Deadly Secrets (Detective Erika Foster #6)(44)
Isaac nodded. ‘She had a small amount of alcohol in her blood when she died, but this should be expected if she was out partying on Christmas Eve. There were no other drugs, illegal or legal, in her bloodstream.’
Erika looked back at the scar running along Marissa’s sternum, and then at her face, which, scrubbed of make-up, was so youthful. She didn’t look much more than a child herself. Erika took a deep breath and felt her headache come hammering to the front of her skull. She felt strange, as if she was being pressed down and lifted up at the same time.
‘She was healthy. All organs in good health.’ Isaac moved to her head. ‘The blade used was about eight inches. There are three long slits in the throat, one of which severed the main arteries. Which meant she bled out very quickly. The top of the knife had a serrated edge. Some older knives for paring fruit have this feature on the blade.’
‘So it could have been a knife that someone has owned for some time?’
He nodded. ‘We weren’t able to lift any DNA samples from the body.’
‘Nothing?’
‘No. No bodily fluids, hair samples. She wasn’t sexually assaulted.’
One of Isaac’s colleagues came in and went to one of the large stainless steel doors along the back wall. He opened it with a click and the drawer slid smoothly out. Erika did a double take. It was the body of Joseph Pitkin.
‘What is it?’ asked Isaac.
‘This young lad, he killed himself in custody on Boxing Day… May I?’
Isaac’s colleague nodded and Erika and Isaac moved over to the body. Joseph seemed smaller in death, and his body was so thin. Angry red wheals surrounded his neck, and a deep purple line showed where the noose had cut into the skin under his chin, crushing his Adam’s apple.
‘I wanted to check his body again,’ said the colleague, a small woman with soft grey eyes. ‘I wanted to run something by you, Isaac.’ He moved round and she lifted up Joseph’s hands. ‘He has this pigmentation on the skin, very white spots peppering the backs of his hands and moving up the wrists. I’ve been back over medical records and there is no mention of skin disorders such as vitiligo in the family.’
Isaac peered at it. ‘Yes. I don’t think this is disease-related. It looks to be chemical bleaching rather than natural pigmentation.’
‘He was an amateur photographer, and he had a darkroom,’ said Erika.
‘Right, that answers my question,’ said the woman.
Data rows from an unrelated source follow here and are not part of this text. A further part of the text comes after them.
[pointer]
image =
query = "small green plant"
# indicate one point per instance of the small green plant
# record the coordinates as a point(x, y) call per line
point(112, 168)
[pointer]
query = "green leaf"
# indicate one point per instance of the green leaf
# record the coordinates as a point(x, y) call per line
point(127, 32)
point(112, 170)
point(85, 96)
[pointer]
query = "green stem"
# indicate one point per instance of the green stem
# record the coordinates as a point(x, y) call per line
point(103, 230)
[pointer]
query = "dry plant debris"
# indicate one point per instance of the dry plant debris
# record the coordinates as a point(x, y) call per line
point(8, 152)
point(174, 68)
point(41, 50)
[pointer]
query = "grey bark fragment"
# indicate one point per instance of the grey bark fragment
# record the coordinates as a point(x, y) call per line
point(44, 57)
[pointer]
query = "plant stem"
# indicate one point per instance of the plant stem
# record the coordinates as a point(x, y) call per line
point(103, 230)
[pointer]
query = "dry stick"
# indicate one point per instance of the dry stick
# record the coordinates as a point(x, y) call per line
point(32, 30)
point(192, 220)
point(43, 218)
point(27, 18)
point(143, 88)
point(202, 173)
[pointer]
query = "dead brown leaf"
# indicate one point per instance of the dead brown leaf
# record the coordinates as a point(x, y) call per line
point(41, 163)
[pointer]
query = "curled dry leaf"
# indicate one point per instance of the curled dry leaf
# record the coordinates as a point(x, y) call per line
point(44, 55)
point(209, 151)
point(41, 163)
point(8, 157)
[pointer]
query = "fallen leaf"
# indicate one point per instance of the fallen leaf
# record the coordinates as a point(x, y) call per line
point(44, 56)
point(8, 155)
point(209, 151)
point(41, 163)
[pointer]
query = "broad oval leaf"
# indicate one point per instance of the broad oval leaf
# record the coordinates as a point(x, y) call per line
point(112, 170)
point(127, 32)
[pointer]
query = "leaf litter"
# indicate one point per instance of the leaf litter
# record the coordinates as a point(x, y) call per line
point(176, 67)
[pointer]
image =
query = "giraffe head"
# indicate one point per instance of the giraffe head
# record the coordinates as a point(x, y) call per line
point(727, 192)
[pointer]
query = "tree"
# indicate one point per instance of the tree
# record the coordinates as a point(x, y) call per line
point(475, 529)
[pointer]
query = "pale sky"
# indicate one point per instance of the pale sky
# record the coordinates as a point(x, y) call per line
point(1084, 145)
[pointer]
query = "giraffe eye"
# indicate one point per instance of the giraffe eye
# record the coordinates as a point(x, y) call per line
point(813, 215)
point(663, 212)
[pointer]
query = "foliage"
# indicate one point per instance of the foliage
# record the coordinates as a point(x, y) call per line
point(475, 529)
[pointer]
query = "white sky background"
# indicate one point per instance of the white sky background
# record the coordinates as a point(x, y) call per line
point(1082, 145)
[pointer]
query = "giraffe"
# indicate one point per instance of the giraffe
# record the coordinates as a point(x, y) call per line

‘Dark room chemicals used in processing photographs can often cause pigmentation of the skin, if gloves aren’t used. Was there any scarring in the lungs?’
‘No,’ said the woman. ‘Very healthy. Like his organs.’
The woman’s words began to echo arounds Erika’s head: ‘Very healthy. Like his organs.’ She saw the drawing of the gas mask, and then the video of Joseph, the disembodied hand reaching into the shot and gripping his throat. His face turning red, then purple; the tendons on his neck straining… Erika saw the note again in her mind; the blank eyeholes of the gas mask bored into her head.
The dull pain intensified, and blazed through her skull. The room began to spin, and she had to grip the edge of the post-mortem table.
‘Erika?’ asked Isaac, as she felt the room start to fade out, and her vision fill with stars. Then everything went black.
Twenty-Nine
When Erika opened her eyes, she was lying on a small sofa in an office. It was warm and filled with packing boxes. Isaac knelt beside her with a look of concern on his face.
‘Here, drink some water,’ he said. She took the cup from him and drank. It was deliciously cold, and it washed away the nasty dry taste in the back of her mouth. ‘Can I take your blood pressure?’ he asked, pulling out a blood pressure cuff. She nodded and he pulled up her sleeve, slipping it over her arm.
‘What’s in the boxes?’ she asked.
‘Books.’
She watched as he pumped the pressure cuff and it tightened around her arm.
‘Did you eat today?’
‘I had some cereal this morning.’
He let it go, and placed the end of a stethoscope on her wrist and counted on his watch, listening as she felt her pulse beat through her arm. Then he released the pressure. ‘Blood pressure is a little low: a hundred over sixty-five.’ He pulled out a tiny torch and shone the light in her eyes. She winced.
‘Since when do you have a little torch to do that? Surely all the patients you deal with can’t dilate their eyes?’
‘I got this in a Christmas cracker. I swapped a pink hair clip for it.’
Erika grinned. Her head was still banging, but the pain had eased a little.
‘You were out for several minutes. Can I take some blood?’
‘If you must,’ she said. Isaac left the room, and returned moments later with a syringe and sample tube wrapped in sterile plastic. He pulled on a fresh pair of latex gloves. Erika turned away whilst he took the blood from her arm, grimacing at the pricking sensation.
‘Okay, that’s one sample,’ he said, removing the little bottle and screwing another onto the end of the needle. ‘Have you had any other fainting episodes lately?’